The principal reason the programme for Government contains this provision, which requires that the defamation Bill be enacted as it stands, is the belief that the removal of juries will speed up trials. That is one of the reasons. It is probably hard to dispute that the removal of juries would speed up a trial. As I indicated at the outset, and as a judge who presides over civil jury actions in the High Court noted recently, it takes time to put in place a jury. Individuals are selected. They are told to come to court at 10.30 a.m. There is then a process to select a jury, which invariably goes on until 1 p.m. Jurors can be challenged. At that stage, you have lost half a day. The jury is then empanelled and sworn in. There follows an opening speech to the jury. Counsel for the plaintiff gives an opening speech. The case then goes on in the orthodox way with witnesses giving testimony. At the end of the evidence from both sides, there are closing speeches to the jury. There is then the judge's charge to the jury. There is then the deliberation and determination of the jury. Notwithstanding what anyone may think, it is empirically clear that the length of time it takes to determine a defamation action will be reduced if juries are removed. I do not think that can be disputed and it was not something I suggested on Second Stage. Time is expended in that way. Time in the civil courts means money and expense. It is inevitably true that the longer a case goes on, the more costly it will be.
Deputy Sherlock mentioned earlier that defamation actions are the most expensive. That is not my understanding. If she looked at the fee notes from a commercial case, she would notice they are considerably higher. Even taking her point, it reveals that the longer a case goes on, the more it will cost.
I would have thought that was the principal reason Government included this in the programme for Government.

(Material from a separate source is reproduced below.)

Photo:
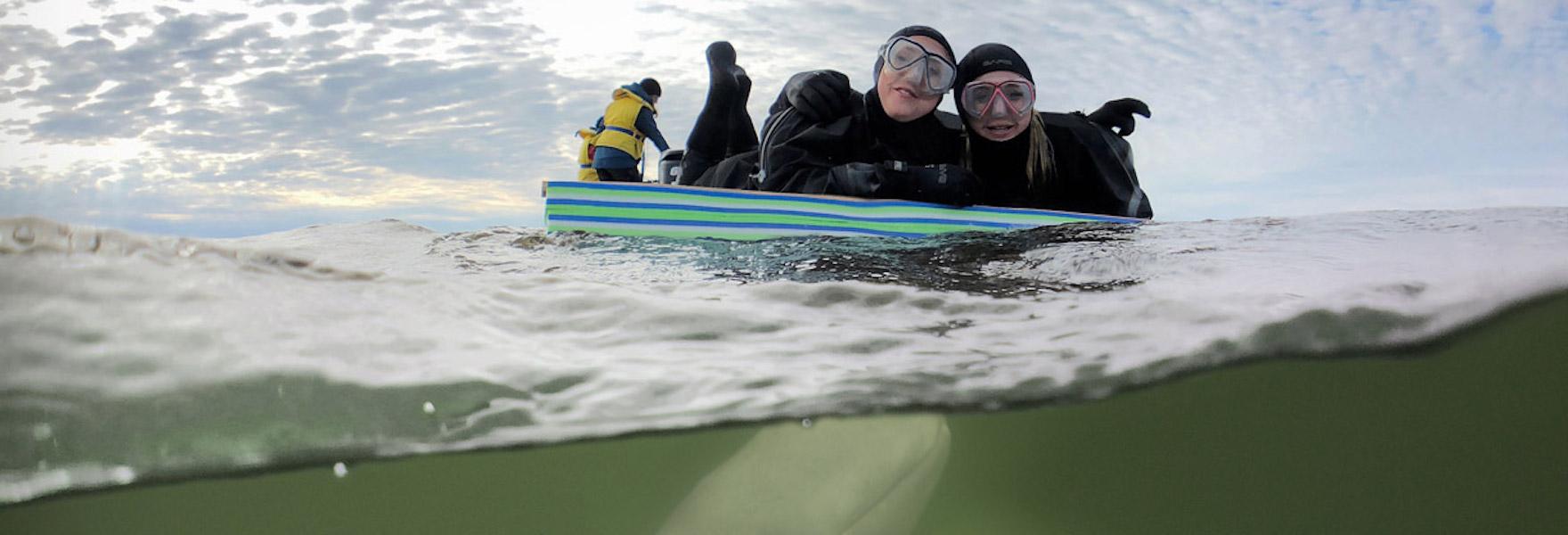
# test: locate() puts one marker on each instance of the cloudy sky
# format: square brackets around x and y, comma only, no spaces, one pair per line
[223,118]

Then there are issues of certainty as to what will be awarded. If somebody asks a senior counsel what the likely outcome is of succeeding in a case for personal injuries, for example, a broken leg, that senior counsel will be able to assess fairly accurately the likely award from the judge. It will be within a range of figures. We now have the personal injuries guidelines. They will be able to accurately advise a client as to the likely outcome. That is an advantage for a plaintiff. Similarly, it is important for a person being sued, who can be told what the likely award against him or her will be if it goes wrong.

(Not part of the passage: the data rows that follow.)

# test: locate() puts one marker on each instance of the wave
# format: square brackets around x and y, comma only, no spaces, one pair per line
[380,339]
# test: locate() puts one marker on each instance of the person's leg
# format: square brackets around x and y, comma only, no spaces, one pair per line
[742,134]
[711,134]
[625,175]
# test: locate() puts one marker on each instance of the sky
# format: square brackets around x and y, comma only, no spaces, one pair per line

One of the downsides of assessments of damages being determined by a jury is that it is extremely difficult to tell a client, whether a plaintiff or a defendant, what the likely outcome of a jury is. I have great respect for juries and they generally, in my assessment, get it right, but jurors' predictions and outcomes are very hard to advise on. That has an impact on people being sued and on insurance companies covering people being sued. They do not reliably know what range of figures could be involved. That is the reason, notwithstanding the eloquent contributions of all four Members here this evening, that I - and it is a roundabout way of going to it - cannot agree to the amendment tabled in the name of the Labour Party Deputy and I must insist that the section continue as it is. I hope that has not put the Leas-Cheann Comhairle to sleep or anything like that. That is the end of my contribution.